Japan's Prime Minister Shinzo Abe attends a memorial service ceremony marking the 70th anniversary of Japan's surrender in World War Two at Budokan Hall in Tokyo - Sputnik International
Japan Prime Minister Says Ready to Visit Russia
TOKYO (Sputnik) Japanese Foreign Deputy Minister Shinsuke Sugiyama and his Russian counterpart Igor Morgulov will discuss the whole spectrum of the bilateral relations, including a peace treaty issue, during a meeting in February, Japan's top diplomat Fumio Kishida said Friday.

"We agreed to hold the meeting in February at the level of deputy foreign ministers and we are currently dealing with this issue, however the exact date has not been set yet.
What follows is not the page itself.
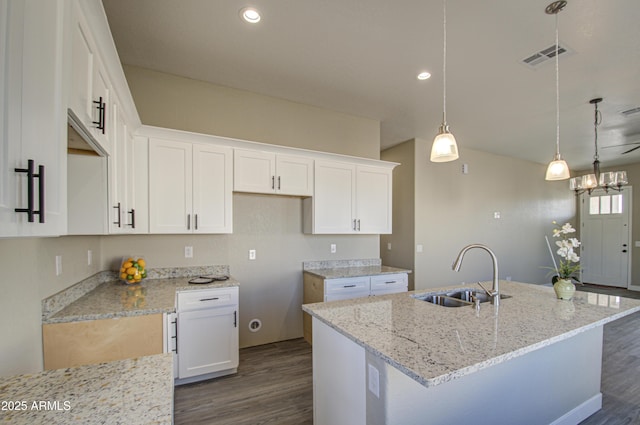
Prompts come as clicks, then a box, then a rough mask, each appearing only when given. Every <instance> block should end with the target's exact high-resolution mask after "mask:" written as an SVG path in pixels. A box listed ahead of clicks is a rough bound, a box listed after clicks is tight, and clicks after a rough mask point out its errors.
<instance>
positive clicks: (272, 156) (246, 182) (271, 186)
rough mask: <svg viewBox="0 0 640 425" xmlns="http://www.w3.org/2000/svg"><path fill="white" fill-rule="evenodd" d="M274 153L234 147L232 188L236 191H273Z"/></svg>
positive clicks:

Regarding the context [of the meeting] the diplomats will discuss the Japan-Russia relations in general, including talks about the peace treaty," Kishida said at a press conference.

The minister refused to comment whether the diplomats would discuss Prime Minister Shinzo Abe's long-anticipated visit to Russia, having stated that "nothing concrete can be said at the current stage."

In December 2015, it was reported the deputy foreign ministers of Russia and Japan would meet in order to prepare for Abe's visit to one of the Russian regions, planned for the spring of 2016.

Earlier in the day, Japanese media reported that Abe would visit Russia and European member states of the G7 in late April — early May.

Japan and Russia never signed a permanent peace treaty after World War II because of a disagreement over four islands, which Russia calls the Southern Kurils and Japan the Northern Territories. The disputed islands, located in the Sea of Okhotsk, were claimed by Soviet forces at the end of WWII.